消毒が必要な汚物が、そこに横たわっていました。
下品どころじゃねぇよ!ただの闇だよ!何かドス黒いものを拗らせた危ない学生だよ!こんなモノを見られたら、父の威厳は東シナ海の彼方に吹き飛んでしまいます。私は選択しました。これは無かったことにしよう、と。空虚な初心より、リアルな父の威厳を。これが、陽の杜をわざわざ潰した最大の理由です。お前に誇りは無いのか、とインターネット老人会の皆様から聞こえてきそうですが、はい、そんなものはありません。現実主義者なもんで。
丁度、会社の中でもそれなりの立場にあり、断片情報から身バレされると、世の全てに喧嘩をバーゲンセールしていたあの内容では困ったことになる、という状況でもありました。修正も試みましたが、過去愛用していたAdobeGoLiveが絶版になり、同ソフトが記述するソースコードが非常に特殊だったのでアップデートがほぼ不可能になっていました。また、陽の杜を設置していたplalaサーバーは貧弱でSSL対応も無くCGIもいつのまにか廃止され、セキュリティ的に限界が来ていた、という背景もあります。そして何より、コロナの在宅勤務で時間は十分にある。あらゆる意味で、サイトを再構築する舞台装置が整っていたわけです。
「Power Game Journal」へ
hatenaやnoteといったブログサービスも選択肢ではありましたが、昔から他人のプラットフォームに身を委ねたくない性分だったため、どうせならサーバーを立てて、WordPressを一から勉強して自分でやることにしました。印象も変えたいので、闇を感じさせる真っ黒な背景から驚きの白さへ。名称は分かりやすく年相応のビジネスライクな感じに。
諸悪の根源たる過去の政治日記は全て封印しましたが、連載を中心とした主力コンテンツはひとまず移行したので、暫くはこちらをお楽しみください。他にも、本が書けるほどの膨大な記事があるので、順次アップしていきたいと思います。過去の遺産で食いつなぎながら、細々とやっていきたい。但し、一時バズった「図解:対テロ戦争」は、情報があまりにも古いので、残念ながら復活することは無いでしょう。逆に、私の英語論文がベースになっていた未完の連載「二つの自由のテーゼ」は、驚異の翻訳エンジンであるDeepL先生のお陰で、完結する日が18年越しにようやく訪れそうです。
移行作業で改めて実感しましたが、やはり基礎理論は強い。世界がどう変わろうと、汎用性を持ち続ける。今の私が読み返しても面白い。そりゃそうですよね。自分が読みたいものが無かったので書いたのですから。そんな中、以下の記述がありました。偉いぞ俺。よくやった。

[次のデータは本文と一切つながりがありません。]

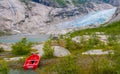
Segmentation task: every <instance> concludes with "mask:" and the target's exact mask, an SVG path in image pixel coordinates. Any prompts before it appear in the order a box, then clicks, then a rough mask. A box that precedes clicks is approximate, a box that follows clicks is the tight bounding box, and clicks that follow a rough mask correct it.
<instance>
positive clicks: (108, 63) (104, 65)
mask: <svg viewBox="0 0 120 74" xmlns="http://www.w3.org/2000/svg"><path fill="white" fill-rule="evenodd" d="M113 65H114V64H113V63H112V62H110V61H109V60H106V59H100V60H97V61H94V62H93V63H92V66H91V68H90V72H89V74H115V67H114V66H113Z"/></svg>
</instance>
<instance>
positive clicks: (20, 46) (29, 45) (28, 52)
mask: <svg viewBox="0 0 120 74" xmlns="http://www.w3.org/2000/svg"><path fill="white" fill-rule="evenodd" d="M32 44H33V43H31V42H28V41H27V39H26V38H23V39H22V40H21V41H19V42H17V43H15V44H13V45H12V53H13V54H15V55H27V54H30V51H31V47H32Z"/></svg>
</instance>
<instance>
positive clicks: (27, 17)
mask: <svg viewBox="0 0 120 74" xmlns="http://www.w3.org/2000/svg"><path fill="white" fill-rule="evenodd" d="M33 1H34V2H33ZM33 1H29V0H26V1H25V0H0V22H1V23H0V31H3V32H11V33H12V34H18V33H20V34H21V33H22V34H29V33H30V34H41V33H44V34H46V33H47V32H48V31H50V30H48V29H49V28H50V26H51V25H52V26H54V25H56V24H59V23H61V22H65V21H70V20H72V19H75V18H77V17H82V16H84V15H86V14H88V13H90V12H94V11H100V10H105V9H111V8H113V7H114V6H118V5H119V4H116V3H115V2H116V1H118V2H117V3H119V0H111V1H113V2H111V1H109V2H106V1H107V0H102V1H101V0H98V1H96V0H91V1H90V0H89V1H87V0H86V1H85V2H81V1H80V0H33ZM114 1H115V2H114ZM38 2H39V3H38ZM108 3H109V4H108ZM111 4H112V5H111ZM113 5H114V6H113Z"/></svg>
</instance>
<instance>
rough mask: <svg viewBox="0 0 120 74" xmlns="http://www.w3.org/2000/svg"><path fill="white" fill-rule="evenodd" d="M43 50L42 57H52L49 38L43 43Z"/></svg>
mask: <svg viewBox="0 0 120 74" xmlns="http://www.w3.org/2000/svg"><path fill="white" fill-rule="evenodd" d="M43 51H44V55H43V58H45V59H47V58H52V57H54V55H53V53H54V49H53V48H52V46H51V40H48V41H46V42H45V43H44V46H43Z"/></svg>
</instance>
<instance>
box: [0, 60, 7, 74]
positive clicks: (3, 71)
mask: <svg viewBox="0 0 120 74" xmlns="http://www.w3.org/2000/svg"><path fill="white" fill-rule="evenodd" d="M8 71H9V68H8V65H7V63H6V62H4V61H0V74H8Z"/></svg>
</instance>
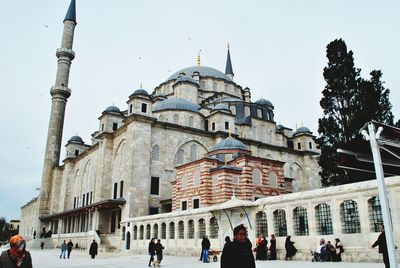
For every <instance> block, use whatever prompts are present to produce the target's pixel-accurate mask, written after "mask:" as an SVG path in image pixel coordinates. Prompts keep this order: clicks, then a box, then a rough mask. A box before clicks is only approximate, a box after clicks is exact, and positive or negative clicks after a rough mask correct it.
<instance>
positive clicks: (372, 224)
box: [368, 196, 383, 232]
mask: <svg viewBox="0 0 400 268" xmlns="http://www.w3.org/2000/svg"><path fill="white" fill-rule="evenodd" d="M368 211H369V222H370V226H371V232H380V230H381V225H382V224H383V217H382V208H381V203H380V202H379V197H378V196H373V197H372V198H370V199H369V200H368Z"/></svg>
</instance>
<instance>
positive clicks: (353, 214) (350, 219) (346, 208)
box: [340, 200, 361, 234]
mask: <svg viewBox="0 0 400 268" xmlns="http://www.w3.org/2000/svg"><path fill="white" fill-rule="evenodd" d="M340 218H341V220H342V231H343V233H345V234H355V233H361V225H360V217H359V216H358V207H357V202H356V201H354V200H345V201H343V203H341V204H340Z"/></svg>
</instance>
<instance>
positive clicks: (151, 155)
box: [151, 145, 160, 161]
mask: <svg viewBox="0 0 400 268" xmlns="http://www.w3.org/2000/svg"><path fill="white" fill-rule="evenodd" d="M151 160H153V161H159V160H160V147H159V146H158V145H154V146H153V149H152V150H151Z"/></svg>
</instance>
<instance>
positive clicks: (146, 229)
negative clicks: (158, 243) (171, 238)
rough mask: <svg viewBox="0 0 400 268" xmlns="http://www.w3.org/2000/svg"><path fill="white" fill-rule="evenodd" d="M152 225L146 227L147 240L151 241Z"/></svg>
mask: <svg viewBox="0 0 400 268" xmlns="http://www.w3.org/2000/svg"><path fill="white" fill-rule="evenodd" d="M150 228H151V227H150V224H147V225H146V239H150Z"/></svg>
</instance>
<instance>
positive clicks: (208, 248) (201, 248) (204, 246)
mask: <svg viewBox="0 0 400 268" xmlns="http://www.w3.org/2000/svg"><path fill="white" fill-rule="evenodd" d="M210 247H211V243H210V240H208V237H207V236H206V235H205V236H203V240H202V241H201V249H202V253H203V254H202V257H203V262H210V261H209V260H208V251H209V250H210Z"/></svg>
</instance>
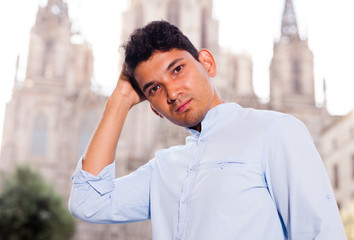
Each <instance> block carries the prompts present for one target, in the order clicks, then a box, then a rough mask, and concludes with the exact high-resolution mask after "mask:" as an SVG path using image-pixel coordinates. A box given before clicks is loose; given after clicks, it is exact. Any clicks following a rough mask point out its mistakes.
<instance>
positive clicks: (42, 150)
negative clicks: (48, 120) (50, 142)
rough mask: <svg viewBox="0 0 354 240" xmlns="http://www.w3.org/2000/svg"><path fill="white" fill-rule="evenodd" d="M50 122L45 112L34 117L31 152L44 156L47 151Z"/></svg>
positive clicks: (34, 153)
mask: <svg viewBox="0 0 354 240" xmlns="http://www.w3.org/2000/svg"><path fill="white" fill-rule="evenodd" d="M47 135H48V123H47V118H46V116H45V115H44V113H38V114H37V116H36V117H35V119H34V124H33V130H32V141H31V154H32V155H36V156H44V155H45V154H46V152H47V138H48V136H47Z"/></svg>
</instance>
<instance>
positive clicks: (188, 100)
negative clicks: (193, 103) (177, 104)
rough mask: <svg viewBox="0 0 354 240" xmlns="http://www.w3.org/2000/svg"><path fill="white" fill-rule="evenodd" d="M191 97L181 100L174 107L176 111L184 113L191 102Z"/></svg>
mask: <svg viewBox="0 0 354 240" xmlns="http://www.w3.org/2000/svg"><path fill="white" fill-rule="evenodd" d="M191 102H192V99H187V100H185V101H183V102H181V103H180V104H179V105H178V106H177V107H176V112H177V113H184V112H186V111H187V110H188V108H189V105H190V104H191Z"/></svg>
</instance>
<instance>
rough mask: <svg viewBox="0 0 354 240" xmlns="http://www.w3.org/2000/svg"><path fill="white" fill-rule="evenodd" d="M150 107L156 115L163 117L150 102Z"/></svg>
mask: <svg viewBox="0 0 354 240" xmlns="http://www.w3.org/2000/svg"><path fill="white" fill-rule="evenodd" d="M150 108H151V110H152V111H153V112H154V113H155V114H156V115H157V116H159V117H160V118H164V117H163V116H162V115H161V113H159V112H158V111H157V110H156V109H155V108H154V107H153V106H152V105H151V104H150Z"/></svg>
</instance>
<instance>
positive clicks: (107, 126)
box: [82, 66, 145, 175]
mask: <svg viewBox="0 0 354 240" xmlns="http://www.w3.org/2000/svg"><path fill="white" fill-rule="evenodd" d="M122 69H123V70H122V72H121V74H120V76H119V79H118V83H117V86H116V88H115V89H114V91H113V93H112V95H111V96H110V97H109V98H108V101H107V103H106V107H105V110H104V113H103V116H102V119H101V121H100V123H99V125H98V127H97V129H96V131H95V133H94V135H93V137H92V138H91V141H90V143H89V145H88V147H87V149H86V152H85V155H84V160H83V162H82V169H83V170H85V171H86V172H89V173H91V174H93V175H97V174H98V173H99V172H100V171H101V170H102V169H103V168H104V167H105V166H107V165H109V164H110V163H112V162H113V160H114V157H115V153H116V147H117V143H118V140H119V136H120V133H121V131H122V128H123V124H124V121H125V119H126V117H127V115H128V112H129V110H130V109H131V108H132V107H133V106H134V105H135V104H138V103H139V102H141V101H143V100H145V98H144V96H140V95H139V94H138V93H137V92H136V91H135V90H134V88H133V87H132V85H131V83H130V81H129V79H128V77H127V76H126V75H125V74H124V69H125V66H123V68H122Z"/></svg>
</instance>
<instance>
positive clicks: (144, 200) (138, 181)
mask: <svg viewBox="0 0 354 240" xmlns="http://www.w3.org/2000/svg"><path fill="white" fill-rule="evenodd" d="M123 69H124V66H123ZM143 100H144V98H143V97H139V95H138V94H137V92H136V91H135V90H134V89H133V87H132V85H131V84H130V82H129V80H128V78H127V77H126V76H125V75H124V74H123V73H121V74H120V77H119V80H118V83H117V86H116V88H115V89H114V91H113V93H112V95H111V96H110V97H109V99H108V101H107V104H106V108H105V111H104V114H103V117H102V119H101V122H100V124H99V125H98V128H97V130H96V131H95V133H94V135H93V137H92V139H91V141H90V143H89V145H88V147H87V150H86V153H85V155H84V157H83V159H82V160H81V159H80V161H79V163H78V165H77V168H76V171H75V173H74V175H73V177H72V180H73V187H72V191H71V195H70V200H69V209H70V211H71V213H72V214H73V215H74V216H75V217H78V218H80V219H82V220H85V221H88V222H94V223H123V222H135V221H143V220H146V219H148V218H149V217H150V206H149V203H150V199H149V198H150V194H149V192H150V177H151V173H152V165H151V163H150V162H149V163H147V164H145V165H143V166H141V167H140V168H139V169H138V170H136V171H134V172H132V173H131V174H129V175H127V176H124V177H120V178H117V179H115V176H114V175H115V163H114V162H113V160H114V157H115V151H116V146H117V143H118V140H119V135H120V133H121V130H122V127H123V124H124V121H125V118H126V116H127V114H128V111H129V109H130V108H131V107H132V106H134V105H135V104H138V103H139V102H141V101H143ZM112 162H113V163H112Z"/></svg>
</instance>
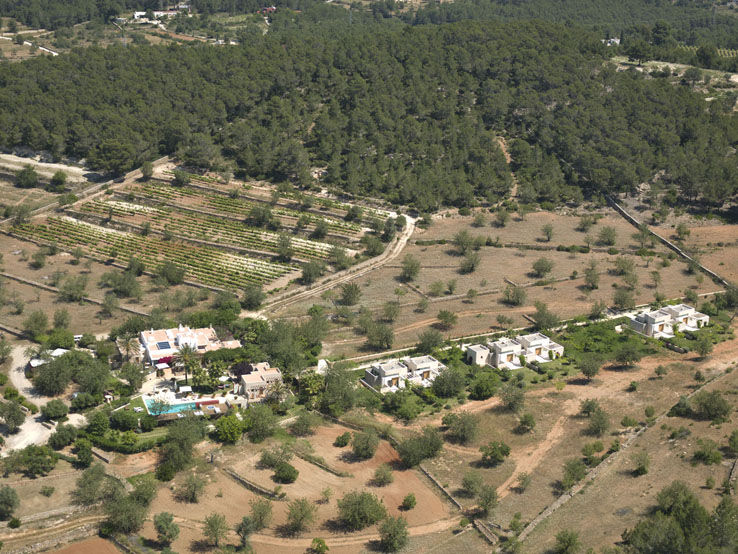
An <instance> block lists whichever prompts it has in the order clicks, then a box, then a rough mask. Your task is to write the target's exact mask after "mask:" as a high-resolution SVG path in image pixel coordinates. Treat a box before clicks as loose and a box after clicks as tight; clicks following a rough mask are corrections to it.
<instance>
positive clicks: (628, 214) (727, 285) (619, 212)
mask: <svg viewBox="0 0 738 554" xmlns="http://www.w3.org/2000/svg"><path fill="white" fill-rule="evenodd" d="M606 198H607V202H608V203H609V204H610V205H611V206H612V208H613V209H614V210H615V211H616V212H618V213H619V214H620V215H622V216H623V217H624V218H625V219H626V220H627V221H628V223H630V224H631V225H633V226H634V227H637V228H638V229H642V228H643V223H641V222H640V221H638V220H637V219H636V218H635V217H633V216H632V215H631V214H630V213H628V211H627V210H626V209H625V208H623V207H622V206H621V205H620V204H618V203H617V202H615V200H614V199H613V198H612V197H610V196H609V195H608V196H606ZM645 228H646V229H647V230H648V232H649V233H650V234H651V235H652V236H653V237H655V238H656V239H657V240H658V241H659V242H660V243H661V244H663V245H664V246H666V247H667V248H669V249H670V250H673V251H674V252H676V253H677V254H678V255H679V256H681V257H682V258H684V259H685V260H687V261H688V262H690V263H693V264H695V265H696V266H697V267H699V269H700V271H702V272H703V273H705V274H706V275H708V276H709V277H710V278H711V279H712V280H713V281H714V282H715V283H717V284H720V285H724V286H725V287H730V286H731V284H730V283H729V282H728V281H727V280H725V279H723V278H722V277H721V276H720V275H718V274H717V273H715V272H714V271H712V270H711V269H709V268H707V267H705V266H704V265H702V264H701V263H700V262H698V261H697V260H695V259H694V258H693V257H692V256H690V255H689V254H687V253H686V252H685V251H684V250H682V249H681V248H679V247H678V246H677V245H676V244H674V243H673V242H671V241H670V240H668V239H667V238H665V237H662V236H661V235H659V234H658V233H656V232H655V231H652V230H651V229H650V228H649V227H647V226H646V227H645Z"/></svg>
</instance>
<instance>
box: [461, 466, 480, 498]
mask: <svg viewBox="0 0 738 554" xmlns="http://www.w3.org/2000/svg"><path fill="white" fill-rule="evenodd" d="M482 485H484V477H482V475H481V474H480V473H478V472H476V471H468V472H466V473H465V474H464V477H463V478H462V480H461V487H462V489H463V490H464V493H465V494H466V495H467V496H470V497H475V496H477V495H478V494H479V491H480V490H482Z"/></svg>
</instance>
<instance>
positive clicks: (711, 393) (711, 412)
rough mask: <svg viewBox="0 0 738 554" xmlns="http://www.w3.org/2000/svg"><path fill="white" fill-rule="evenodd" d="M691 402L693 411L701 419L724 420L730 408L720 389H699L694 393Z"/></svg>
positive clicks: (729, 414) (724, 419)
mask: <svg viewBox="0 0 738 554" xmlns="http://www.w3.org/2000/svg"><path fill="white" fill-rule="evenodd" d="M692 402H693V404H694V406H695V409H694V411H695V413H696V414H697V416H698V417H700V418H702V419H709V420H712V421H724V420H725V419H726V418H727V417H728V415H730V412H731V410H732V408H731V407H730V404H728V402H727V401H726V400H725V398H723V395H722V394H721V393H720V391H712V392H708V391H700V392H698V393H697V394H695V395H694V397H693V398H692Z"/></svg>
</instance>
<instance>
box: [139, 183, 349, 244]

(将来)多忙な毎日の末に自分の目的意識や、国際関係論のコアを忘れてしまうかもしれません。この連載は、それを憂いた現在の私が、将来の自分のために書くものです。
詳説:国際関係論 – なぜ理論を語るのか
少し前に検索エンジンに対して一通り削除申請を出し、この度、旧サイトの全削除を確認できたので、「Power Game Journal」開始と相成りました。あまり風呂敷を広げすぎず、毒も少なめで、細々とやっていきたいと思います。今後とも何卒宜しくお願い申し上げます。